Lack of firefighters main reason amalgamation was needed, says MRC

Camilla Faragalli
Thorne Oct. 25 2023
The Municipality of Thorne hosted an information session last week to address increasing concern from residents and ratepayers over the amalgamation of the Thorne and Otter Lake fire departments that occurred nearly three years ago.
In recent months, residents of the municipality have raised concerns about budget and management of the amalgamated department with Thorne’s municipal council.
Karen Kelly, mayor of Thorne, said the meeting was called to “let everybody know why we did what we did.”
Julien Gagnon, the public safety coordinator for MRC Pontiac, was one of the five speakers present, and addressed a key cause for the amalgamation early on.
“We seem to be having the same issue across Canada and across North America,” he said. “There’s a harder and harder time to recruit, and the retention of our firefighters is more and more difficult.”
Gagnon said that with the drop in numbers, it is becoming increasingly necessary to amalgamate fire departments, “so we can not only answer calls together, but also to have the same tactics and strategies in place to work together when fighting fire.”
Gagnon added that provincial legislation mandates a minimum number of certified firefighters be available to answer calls at any given time.
“We always require a minimum of eight, and Thorne no longer had eight firefighters,” Gagnon explained, adding that three times that number of firefighters is what’s recommended.
And so in January 2021, an inter-municipal agreement to amalgamate the Thorne and Otter Lake fire departments was made, and the Pontiac North Fire Department was born.
Pontiac North Fire Department director and chief Denis Chaussé cited an increase in 911 calls as another major factor necessitating amalgamation.

“Year after year, your fire department received more demands from the 9-1-1 services,” Chaussé said, addressing the Thorne community.
“We have structural fires, car fires, water fires, bush fires, electric fires… Today we also have motor-vehicle accidents, water rescue, and off-road rescue assistance,” Chaussé said.
Operating costs rising
Chief Chaussé also received questions regarding the budget and spending of the Pontiac North Fire Department.
While the departments are officially amalgamated, budgets are calculated separately for services to each municipality.
Chief Chaussé said the Thorne fire department budget for 2022 was around $77,000, and rose subsequently in 2023 to over $96,000.
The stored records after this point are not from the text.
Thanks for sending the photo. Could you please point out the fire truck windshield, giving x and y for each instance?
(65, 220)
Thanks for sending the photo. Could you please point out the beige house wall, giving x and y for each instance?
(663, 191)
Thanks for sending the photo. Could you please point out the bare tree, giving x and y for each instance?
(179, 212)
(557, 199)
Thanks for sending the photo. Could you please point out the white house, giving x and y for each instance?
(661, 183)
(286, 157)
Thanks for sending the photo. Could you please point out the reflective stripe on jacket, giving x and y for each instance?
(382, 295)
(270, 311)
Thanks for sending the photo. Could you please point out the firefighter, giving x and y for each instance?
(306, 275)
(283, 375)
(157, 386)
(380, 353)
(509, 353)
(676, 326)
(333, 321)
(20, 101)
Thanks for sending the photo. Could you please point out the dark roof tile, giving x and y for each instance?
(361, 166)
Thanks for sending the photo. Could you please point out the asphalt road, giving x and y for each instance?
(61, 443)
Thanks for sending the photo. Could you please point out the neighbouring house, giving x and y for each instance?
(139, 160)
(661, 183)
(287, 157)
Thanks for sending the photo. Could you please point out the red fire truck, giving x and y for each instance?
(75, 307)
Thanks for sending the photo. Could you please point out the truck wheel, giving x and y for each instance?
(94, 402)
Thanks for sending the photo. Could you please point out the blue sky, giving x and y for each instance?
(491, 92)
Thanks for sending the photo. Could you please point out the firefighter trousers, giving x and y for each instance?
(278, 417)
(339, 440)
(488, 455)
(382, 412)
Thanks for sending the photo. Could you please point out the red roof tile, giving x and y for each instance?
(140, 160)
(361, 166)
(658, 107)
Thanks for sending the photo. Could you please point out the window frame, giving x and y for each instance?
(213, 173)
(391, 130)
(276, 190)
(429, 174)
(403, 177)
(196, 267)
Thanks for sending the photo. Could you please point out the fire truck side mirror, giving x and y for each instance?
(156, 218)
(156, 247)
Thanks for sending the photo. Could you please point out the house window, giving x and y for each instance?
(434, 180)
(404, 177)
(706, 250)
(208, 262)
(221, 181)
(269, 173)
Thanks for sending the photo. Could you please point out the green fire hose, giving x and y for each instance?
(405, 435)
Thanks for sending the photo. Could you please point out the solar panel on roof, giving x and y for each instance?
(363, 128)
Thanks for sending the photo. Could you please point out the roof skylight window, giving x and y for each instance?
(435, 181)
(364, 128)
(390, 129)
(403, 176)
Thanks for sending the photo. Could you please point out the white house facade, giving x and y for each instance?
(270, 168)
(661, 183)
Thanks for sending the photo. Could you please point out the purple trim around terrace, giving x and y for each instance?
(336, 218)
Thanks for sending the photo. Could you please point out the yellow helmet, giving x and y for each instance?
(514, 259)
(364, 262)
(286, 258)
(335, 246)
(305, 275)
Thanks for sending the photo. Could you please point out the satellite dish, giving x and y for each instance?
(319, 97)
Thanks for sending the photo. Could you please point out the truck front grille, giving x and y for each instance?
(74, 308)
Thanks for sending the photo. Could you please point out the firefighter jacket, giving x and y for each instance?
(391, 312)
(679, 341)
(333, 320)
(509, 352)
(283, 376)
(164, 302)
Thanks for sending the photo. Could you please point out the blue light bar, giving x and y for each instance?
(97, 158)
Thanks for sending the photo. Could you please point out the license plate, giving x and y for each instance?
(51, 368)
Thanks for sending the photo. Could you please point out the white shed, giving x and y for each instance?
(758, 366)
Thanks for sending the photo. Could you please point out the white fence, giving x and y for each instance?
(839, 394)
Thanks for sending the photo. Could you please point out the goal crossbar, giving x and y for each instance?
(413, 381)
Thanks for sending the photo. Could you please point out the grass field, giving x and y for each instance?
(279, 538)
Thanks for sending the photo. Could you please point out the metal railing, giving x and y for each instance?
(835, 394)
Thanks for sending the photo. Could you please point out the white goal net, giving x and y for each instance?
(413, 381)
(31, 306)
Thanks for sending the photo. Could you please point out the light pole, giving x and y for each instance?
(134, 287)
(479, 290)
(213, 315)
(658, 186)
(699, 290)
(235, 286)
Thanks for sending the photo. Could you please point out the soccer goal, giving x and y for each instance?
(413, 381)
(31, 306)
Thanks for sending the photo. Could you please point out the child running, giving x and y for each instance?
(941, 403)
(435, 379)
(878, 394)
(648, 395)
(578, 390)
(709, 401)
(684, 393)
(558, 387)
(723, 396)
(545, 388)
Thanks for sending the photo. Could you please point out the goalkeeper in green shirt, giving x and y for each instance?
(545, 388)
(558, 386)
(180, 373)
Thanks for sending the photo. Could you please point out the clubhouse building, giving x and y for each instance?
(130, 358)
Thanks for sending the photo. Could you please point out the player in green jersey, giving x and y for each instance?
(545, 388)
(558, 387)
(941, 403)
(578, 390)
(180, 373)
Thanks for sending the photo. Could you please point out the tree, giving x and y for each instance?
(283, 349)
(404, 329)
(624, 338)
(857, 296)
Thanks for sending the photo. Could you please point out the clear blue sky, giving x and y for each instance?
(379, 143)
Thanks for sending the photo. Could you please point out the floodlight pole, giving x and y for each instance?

The Otter Lake Fire Department budget estimate for 2023 is $221,470.
This brings the Pontiac North Fire Department’s budget to over $300,000.
He cited new equipment, regular inspections and verification of equipment, along with the increasing costs caused by inflation as key factors driving the budget upward.
“When you got cheap equipment, you get cheap results,” said Chaussé, adding the department was investing in higher quality equipment, like leather boots, which he said are ergonomically better for the firefighters than the cheaper rubber boots they’d used previously.
He also reminded residents at the meeting that each firefighter costs the municipality $160 an hour.
Ronnie Vadneau, a Pontiac North firefighter who worked in the Otter Lake Fire Department for 30 years prior to the amalgamation, said he felt that people view firefighters as an expense.
“I don’t think we’re an expense,” Vadneau said. “We’re indispensable.”
Vadneau said he believes the amalgamation should have happened a year prior to when it did.
“It is something that is greatly needed between the two fire departments.”
Mayor Kelly said she believes the concerns of the ratepayers were adequately satisfied by the meeting.
“The majority of them will be happy now,” she said. “They’ll be happy that we had this meeting and they got some of their queries answered.”